Беловодье - это раскольническая Шамбала, где дух и тело угнетенных крестьян
обретают покой; там нет власти, и каждый может заниматься своим трудом -
просторных угодий хватит на всех. Предания говорят о том, что Беловодье было
найдено именно русским людом, а потому иных народов там нет.
Позже, в
революционные годы, тувинские староверы поднялись выше по Малому Енисею
(Хуа-Хему), надеясь, что на неприглядной таежной земле, где не было места даже
для хлебопашен, они укроются от войн и колхозов. Укрыться, однако, не удалось.
Советская власть казнила раскольников. Женщин насиловали. Стариков зашивали в
мешки и сбрасывали с гор; сыновей принуждали душить своих родителей. Земли,
лежащие под Кызылом и некогда устроенные под бахчи, были опустошены - там и
сейчас ничего, кроме лопухов и осоки не растет. Однако всех убить не смогли. И
по сей день на Хуа-Хеме стоят малые поселения староверов.
Мне довелось в
них побывать. Первое и, пожалуй, главное отличие раскольнической деревни от
иной, русской, в том, что люди там непьющие. Это известно из их суждений и
видно по их свежим, пусть заросшим бородой, лицам. Сельчане оказались
приветливыми, но при том негостеприимными: они улыбались, соглашались говорить,
указывали путь, но в дом не пускали, считая меня чужаком - человеком, живущим
по законам дьявольским. Раскольники уверены, что бесы пробираются в них, прежде
всего, через посуду, а потому чашку всегда держат закрытой, да и никогда не
позволят иноверцу пить из нее.
В Ужепе и
Эржее, едва я присаживался для отдыха и наблюдений, ко мне выходили старики или
дети - выносили угощение: яйца, молоко, помидоры и даже арбузы, правда столь
малых размеров, что становилось очевидно - арбуз и в самом деле ягода.
Удивительно, но не зная, о чем со мной заговорить, старики справлялись о
здоровье… Путина.
В
старообрядческих селах нет ни милиции, ни больницы, ни почты.
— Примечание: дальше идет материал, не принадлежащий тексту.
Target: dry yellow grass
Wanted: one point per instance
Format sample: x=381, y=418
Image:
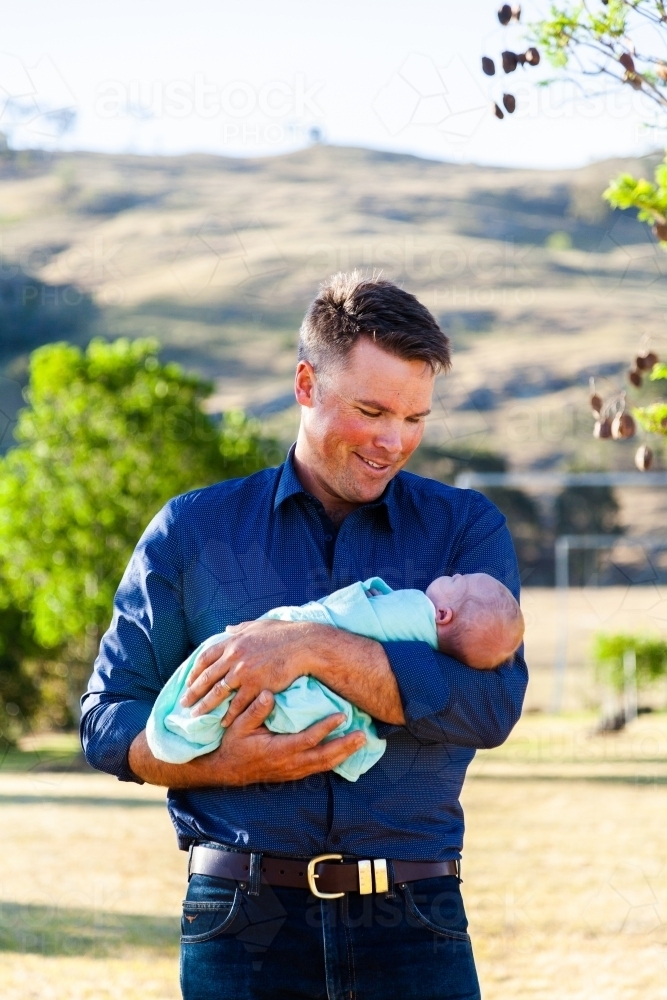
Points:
x=565, y=874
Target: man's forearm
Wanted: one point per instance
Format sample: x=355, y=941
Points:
x=196, y=773
x=358, y=669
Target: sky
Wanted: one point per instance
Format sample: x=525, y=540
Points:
x=259, y=77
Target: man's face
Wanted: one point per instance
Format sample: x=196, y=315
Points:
x=361, y=422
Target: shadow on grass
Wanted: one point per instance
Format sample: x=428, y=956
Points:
x=79, y=800
x=50, y=930
x=604, y=779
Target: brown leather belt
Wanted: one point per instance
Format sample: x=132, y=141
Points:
x=334, y=876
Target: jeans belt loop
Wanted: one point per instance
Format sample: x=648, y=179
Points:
x=255, y=878
x=390, y=894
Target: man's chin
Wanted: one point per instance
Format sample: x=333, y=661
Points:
x=362, y=491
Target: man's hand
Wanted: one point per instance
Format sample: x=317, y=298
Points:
x=261, y=655
x=270, y=655
x=249, y=753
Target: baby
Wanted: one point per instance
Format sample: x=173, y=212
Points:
x=477, y=619
x=473, y=618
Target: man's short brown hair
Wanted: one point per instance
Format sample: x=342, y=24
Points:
x=350, y=306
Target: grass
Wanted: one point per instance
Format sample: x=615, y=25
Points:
x=565, y=872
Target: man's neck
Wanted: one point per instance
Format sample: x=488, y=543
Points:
x=336, y=507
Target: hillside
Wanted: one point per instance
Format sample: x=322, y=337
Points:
x=537, y=283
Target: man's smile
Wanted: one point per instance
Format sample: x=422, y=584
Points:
x=374, y=465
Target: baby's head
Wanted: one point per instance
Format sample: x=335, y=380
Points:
x=477, y=619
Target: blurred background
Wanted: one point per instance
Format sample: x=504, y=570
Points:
x=175, y=182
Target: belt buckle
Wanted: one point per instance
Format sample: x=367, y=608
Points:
x=312, y=876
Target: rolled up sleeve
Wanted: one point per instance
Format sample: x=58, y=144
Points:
x=144, y=644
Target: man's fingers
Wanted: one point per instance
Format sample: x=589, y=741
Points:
x=256, y=713
x=237, y=705
x=237, y=628
x=314, y=735
x=330, y=755
x=209, y=680
x=205, y=659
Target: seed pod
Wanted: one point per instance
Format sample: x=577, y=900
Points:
x=505, y=14
x=602, y=428
x=510, y=61
x=646, y=361
x=622, y=426
x=633, y=79
x=644, y=458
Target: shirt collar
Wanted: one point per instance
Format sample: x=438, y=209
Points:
x=289, y=485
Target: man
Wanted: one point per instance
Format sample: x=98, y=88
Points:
x=381, y=916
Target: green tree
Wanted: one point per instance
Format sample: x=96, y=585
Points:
x=110, y=434
x=609, y=43
x=608, y=651
x=600, y=44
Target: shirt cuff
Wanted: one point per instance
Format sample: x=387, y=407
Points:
x=423, y=689
x=107, y=733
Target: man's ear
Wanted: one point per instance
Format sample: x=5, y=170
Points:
x=444, y=616
x=305, y=382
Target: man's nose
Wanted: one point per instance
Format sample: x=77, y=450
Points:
x=390, y=438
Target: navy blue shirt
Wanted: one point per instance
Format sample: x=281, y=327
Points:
x=229, y=553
Как рассказывал
наставник Ужепа, Макарий Армагенович, здешние края не знают преступности. Если
же и случалось малое воровство, то пришлых изгоняли, а своих - «презирали».
- Досаждают только
тувинцы, - говорил Макарий Армагенович. - Скот уводят, лошадей. Мы по тихому
стреляем этих конокрадов - там, в горах. Да толку мало.
Жители
Хуа-Хемских сел входят в часовенное согласие; они - беспоповцы. В этом, однако,
есть, на мой взгляд, неуклюжие противоречия. Церквей у беспоповцев нет, они их
не признают. Но в каждом селении обязательно стоит молельный дом. Причта нет -
священников они тоже не признают. Но есть начетчики, которые знают толк в вере,
и потому крестят, женят, отпевают…
Практически
лишенные пашен и сеновалов, староверы, тем не менее, живут своим трудом,
позволяя себе покупать в чужих селах только невосполнимое: спички, соль, бензин
и прочее.
Трудолюбивые,
не знающие ни табака, ни алкоголя, раскольники хранят заветы старины, но… Религия,
выросшая и развивавшаяся в притеснениях, в пору свободы слабеет, а затем
отмирает. Неожиданно оказывается, что стены тюрьмы были единственной опорой.
Нынче многие бегут назад - в города, в европейскую часть России.
Староверы,
преданные анафеме в 1666 году, пережили несколько веков гонений при Российской
Империи, стерпели Советский режим, когда разорялись скиты, уничтожались
поселения, а многие раскольники были репрессированы, выдержали борьбу
Тувинского обкома КПСС с «реакционной и антиобщественной деятельностью
старообрядцев». Но пришедшие демократия и вседозволенность, думается, навредят
им несравнимо больше Синода или Партии.
Как оказалось,
свобода - это враг пострашнее коммуниста.
Теперь
раскольники никому не интересны; их оставили в покое, но радости им в этом не
нашлось.
Нынешняя
молодежь Эржея и Ужепа не похожа на своих отцов. Молодые староверы рассказывали
мне о своих ранних любовных происках, о том, как, подрабатывая в соседних
православных селах, пьют, курят, едят шашлыки и признают в этом радость
настоящей жизни. Лишь язык их пока что остался чистым - мат они знают, но
используют неохотно. Религиозности в их мыслях мало. Работать они не любят.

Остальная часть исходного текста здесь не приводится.